Ze względów biznesowych programiści są stale zmuszani do szukania kompromisu między czas i zasoby potrzebne do obsługi nowych, fajnych funkcji oraz ogólny wpływ dodania takich elementów rozgrywka.
Wreszcie wydaje się, że rzeczywistość wirtualna przekroczyła tę cienką linię i jest teraz realną opcją zarówno dla programistów, jak i wydawców.
“
Doprowadzenie wirtualnej rzeczywistości do obecnego stanu było powolnym procesem, a lata obietnic często były zbyt małe, jeśli chodzi o faktyczną dostępność dla konsumentów.
Teraz jednak z Oculus Rift i Sony Projekt Morfeusz wyznaczając nową ścieżkę, popularność VR zbliża się do rzeczywistości.
„Myślę, że po raz pierwszy zobaczyłem VR około 20 lat temu i teraz jest to trochę bardziej osiągalne” - powiedział nam Webster.
„Czy w najbliższej przyszłości ludzie będą grać w gry VR? Tak.

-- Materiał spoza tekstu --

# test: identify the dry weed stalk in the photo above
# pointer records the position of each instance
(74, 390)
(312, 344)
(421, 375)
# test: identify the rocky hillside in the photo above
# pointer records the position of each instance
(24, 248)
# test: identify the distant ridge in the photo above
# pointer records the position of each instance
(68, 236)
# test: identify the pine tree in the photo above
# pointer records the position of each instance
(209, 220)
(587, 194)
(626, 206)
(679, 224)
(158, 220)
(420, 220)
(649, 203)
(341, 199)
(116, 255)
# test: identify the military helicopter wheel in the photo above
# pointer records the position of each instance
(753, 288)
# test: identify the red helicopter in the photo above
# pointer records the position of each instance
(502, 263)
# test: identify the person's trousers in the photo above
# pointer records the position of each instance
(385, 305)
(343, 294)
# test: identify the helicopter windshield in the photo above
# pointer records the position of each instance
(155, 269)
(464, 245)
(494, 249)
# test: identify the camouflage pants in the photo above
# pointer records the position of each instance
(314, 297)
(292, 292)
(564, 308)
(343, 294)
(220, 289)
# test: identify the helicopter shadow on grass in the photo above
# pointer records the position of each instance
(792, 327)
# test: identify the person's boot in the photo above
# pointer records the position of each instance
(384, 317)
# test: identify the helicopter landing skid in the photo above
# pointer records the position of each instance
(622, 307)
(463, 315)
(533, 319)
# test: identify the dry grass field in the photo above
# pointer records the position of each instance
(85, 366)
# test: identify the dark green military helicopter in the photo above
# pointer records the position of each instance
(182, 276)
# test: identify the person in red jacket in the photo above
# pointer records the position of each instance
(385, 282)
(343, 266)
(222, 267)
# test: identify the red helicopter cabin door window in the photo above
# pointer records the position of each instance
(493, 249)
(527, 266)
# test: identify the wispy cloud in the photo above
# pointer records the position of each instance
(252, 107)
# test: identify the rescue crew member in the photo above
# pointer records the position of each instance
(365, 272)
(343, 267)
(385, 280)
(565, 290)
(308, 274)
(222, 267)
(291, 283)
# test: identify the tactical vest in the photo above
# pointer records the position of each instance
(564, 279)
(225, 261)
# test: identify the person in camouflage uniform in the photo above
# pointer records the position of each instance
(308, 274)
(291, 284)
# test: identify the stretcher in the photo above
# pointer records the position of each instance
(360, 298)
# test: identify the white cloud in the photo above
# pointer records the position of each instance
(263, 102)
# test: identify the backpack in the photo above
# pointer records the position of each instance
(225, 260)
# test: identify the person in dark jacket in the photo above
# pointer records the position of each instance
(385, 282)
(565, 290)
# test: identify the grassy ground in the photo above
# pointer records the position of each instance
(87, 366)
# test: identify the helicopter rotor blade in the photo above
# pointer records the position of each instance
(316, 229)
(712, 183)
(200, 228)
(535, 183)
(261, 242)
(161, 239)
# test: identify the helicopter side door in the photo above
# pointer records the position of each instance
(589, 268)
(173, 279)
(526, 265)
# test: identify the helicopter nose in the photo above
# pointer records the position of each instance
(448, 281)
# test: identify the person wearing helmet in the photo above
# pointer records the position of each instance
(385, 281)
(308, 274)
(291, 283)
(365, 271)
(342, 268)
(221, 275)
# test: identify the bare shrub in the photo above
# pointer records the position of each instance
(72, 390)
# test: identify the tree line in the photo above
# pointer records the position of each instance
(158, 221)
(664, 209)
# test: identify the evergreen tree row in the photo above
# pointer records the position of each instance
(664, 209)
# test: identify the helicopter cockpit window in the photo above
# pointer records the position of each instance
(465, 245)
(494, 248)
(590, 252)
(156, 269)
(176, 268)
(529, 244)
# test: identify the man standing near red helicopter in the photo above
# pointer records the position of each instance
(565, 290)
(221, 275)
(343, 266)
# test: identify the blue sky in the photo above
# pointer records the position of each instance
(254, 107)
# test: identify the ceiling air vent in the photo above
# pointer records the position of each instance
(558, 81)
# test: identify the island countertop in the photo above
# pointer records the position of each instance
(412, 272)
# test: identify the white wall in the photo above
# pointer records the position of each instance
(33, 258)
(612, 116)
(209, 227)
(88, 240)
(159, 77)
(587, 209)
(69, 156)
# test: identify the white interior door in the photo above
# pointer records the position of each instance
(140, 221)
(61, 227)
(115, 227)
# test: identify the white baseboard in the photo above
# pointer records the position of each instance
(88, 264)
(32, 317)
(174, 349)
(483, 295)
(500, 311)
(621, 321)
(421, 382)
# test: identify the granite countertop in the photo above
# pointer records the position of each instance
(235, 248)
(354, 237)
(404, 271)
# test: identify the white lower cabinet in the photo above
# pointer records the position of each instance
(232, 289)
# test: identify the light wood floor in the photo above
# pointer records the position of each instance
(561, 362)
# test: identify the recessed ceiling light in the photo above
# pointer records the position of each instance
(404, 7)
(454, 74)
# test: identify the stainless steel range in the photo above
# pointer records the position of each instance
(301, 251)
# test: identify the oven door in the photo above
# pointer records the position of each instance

Czy to za 18 miesięcy, czy za 10 lat, nie mam zielonego pojęcia, ale jest to zdecydowanie niezwykle wciągająca rzecz ”
Pomimo stwierdzenia, że „VR jest naprawdę ekscytujący”, Webster chętnie podkreślił, że wciąż istnieją obawy związane z VR i jej namacalnością, jeśli chodzi o włączenie jej do tytułów AAA.
„Tak się składa, że zachorowanie na chorobę lokomocyjną również jest bardzo łatwe, ale wiele się o tym uczymy” - powiedział.
Czy chcesz dostosować VR do swoich nawyków w grach, czy nadal postrzegasz to jako sztuczkę? Daj nam znać, korzystając z pola komentarzy poniżej.